Collaborative Filtering is a method used by recommender systems to make predictions about an interest of an specific user by collecting taste or preferences information from many other users. The technique of Collaborative Filtering has the underlying assumption that if a user A has the same taste or opinion on an issue as the person B, A is more likely to have B’s opinion on a different issue.
This project implements different Deep Autoencoder for Collaborative Filtering for Recommendation Systems in Keras based on different articles. The test case uses the Steam Platform interactions dataset to recommend games for users.
- Deep AutoEncoders for Collaborative Filtering
Create a conda env from conda.yaml
- python=3.6
- cloudpickle=0.6.1
- numpy=1.16.4
- pandas=0.24.2
- scikit-learn=0.20.1
- seaborn=0.9
- click=6.7
- tensorflow-gpu==2.0
- scipy=1.2.1
- graphviz
- pydotplus
This project uses MLflow for reproducibility, model training and dependency management. Install mlflow before:
$ pip install mlflow
$ git clone https://github.com/marlesson/recsys_autoencoders.git
The dataset used in this project is Steam-Vide-Games obtained from https://www.kaggle.com/tamber/steam-video-games.

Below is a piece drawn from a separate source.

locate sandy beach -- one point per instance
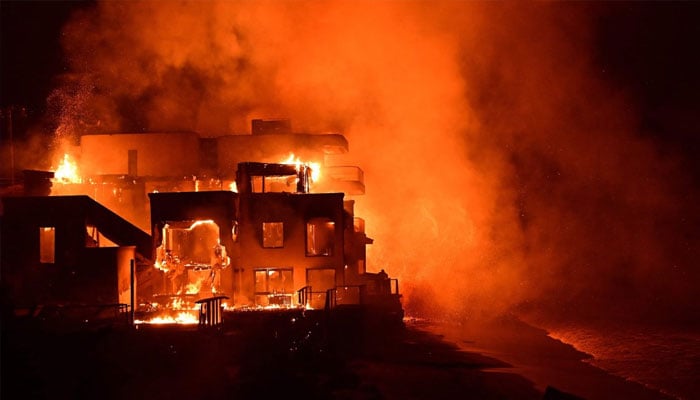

This dataset is a list of user behaviors, with columns:user_id
, game
, type
, hours
, none
. The type included are 'purchase' and 'play'. The value indicates the degree to which the behavior was performed - in the case of 'purchase' the value is always 1, and in the case of 'play' the value represents the number of hours the user has played the game.
./data/raw/rating.csv
user_id | game | type | hours | none |
---|---|---|---|---|
151603712 | "The Elder Scrolls V Skyrim" | purchase | 1.0 | 0 |
151603712 | "The Elder Scrolls V Skyrim" | play | 273.0 | 0 |
151603712 | "Fallout 4" | purchase | 1.0 | 0 |
... | ... | ... | ... | ... |
The data preparation process transforms the original dataset, groups the implicit feedbacks and interactions, and creates specific datasets for training and model testing.
$ mlflow run . -e data_preparation -P min_interactions=5 -P test_size=0.2
Datasets created:
- ./data/articles_df.csv
- ./data/interactions_full_df.csv
- ./data/interactions_train_df.csv (Subset of 'interactions_full_df.csv' for train)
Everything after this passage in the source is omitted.